Tue, 22 Sep 2020

Thousands of people rallied in Pakistan's major cities on August 5 to mark the date a year ago when neighboring India scrapped the special status of territory under its administration in the disputed Himalayan region of Kashmir.

Political leaders, trade unions, councils for lawyers, and rights activists attended the rallies to condemn what they called a 'repressive Indian decision.'

Pakistani President Arif Alvi and Foreign Minister Shah Mehmood Qureshi led the largest rally in the capital, Islamabad, where protesters chanted anti-India slogans and urged world powers to intervene on behalf of residents in the Muslim-majority Indian administered region.

The Indian government announced on August 5, 2019, that it was changing the status of territory under its control in Kashmir -- a Himalayan valley controlled in parts by New Delhi and Islamabad but claimed by both in its entirety.

Islamabad rejects what it sees as an annexation of Kashmir by India, which in turn opposes Islamabad's position that the region's fate should be decided through a plebiscite conducted by the United Nations.

Pakistan downgraded diplomatic relations with India, suspended a cross-border bus service, and halted bilateral trade in response to New Delhi's move.

'The Indian move in Kashmir is the worst rights violation,' Alvi said.

Pakistani Prime Minister Imran Khan urged the world to intervene against the move that he says has made 8 million Muslims prisoners in their own homes.

On August 4, Pakistan's cabinet approved a new map showing the entire Kashmir region as part of Pakistan and renamed a major road in Islamabad Srinagar Highway, after the capital of Indian-administered Kashmir.

Khan, addressing the nation on August 4 alongside Qureshi, said the new national map had been approved by the cabinet and will be the official map of Pakistan.

The new map marks the Himalayan region as "Indian illegally occupied' Jammu-Kashmir, clearly stating it is disputed territory awaiting final status to be decided by UN resolutions.

Khan said the Kashmiri people have a right of self-determination. But he said this promise has not been honored by the international community.

The map will be used in educational institutions across Pakistan.

India responded by calling the map "an exercise in political absurdity' that establishes "untenable claims" to Indian territory.

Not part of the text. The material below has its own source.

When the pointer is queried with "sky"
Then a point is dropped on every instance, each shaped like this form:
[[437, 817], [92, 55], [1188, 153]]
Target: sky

The status of Kashmir has been a key dispute between Pakistan and India since the two split in 1947 after British colonial rule. The nuclear-armed rivals each control part of Kashmir and have fought three of their four wars over the region -- including major conflicts in 1947 and 1965, and a limited conflict in 1999.

India accuses Pakistan of sending militants across the Line Of Control that is the region's de facto border to commit violence.

New Delhi also accuses Pakistan of supporting militants in Indian-administered Kashmir -- charges that Islamabad denies.

Indian Prime Minister Narendra Modi's decision to change the status of Kashmir led to a weeks-long clampdown in the region and well-documented human rights abuses.

Indian and Pakistani soldiers have traded gunfire across the highly militarized Line Of Control almost daily for more than a year, killing dozens of civilians and soldiers on both sides.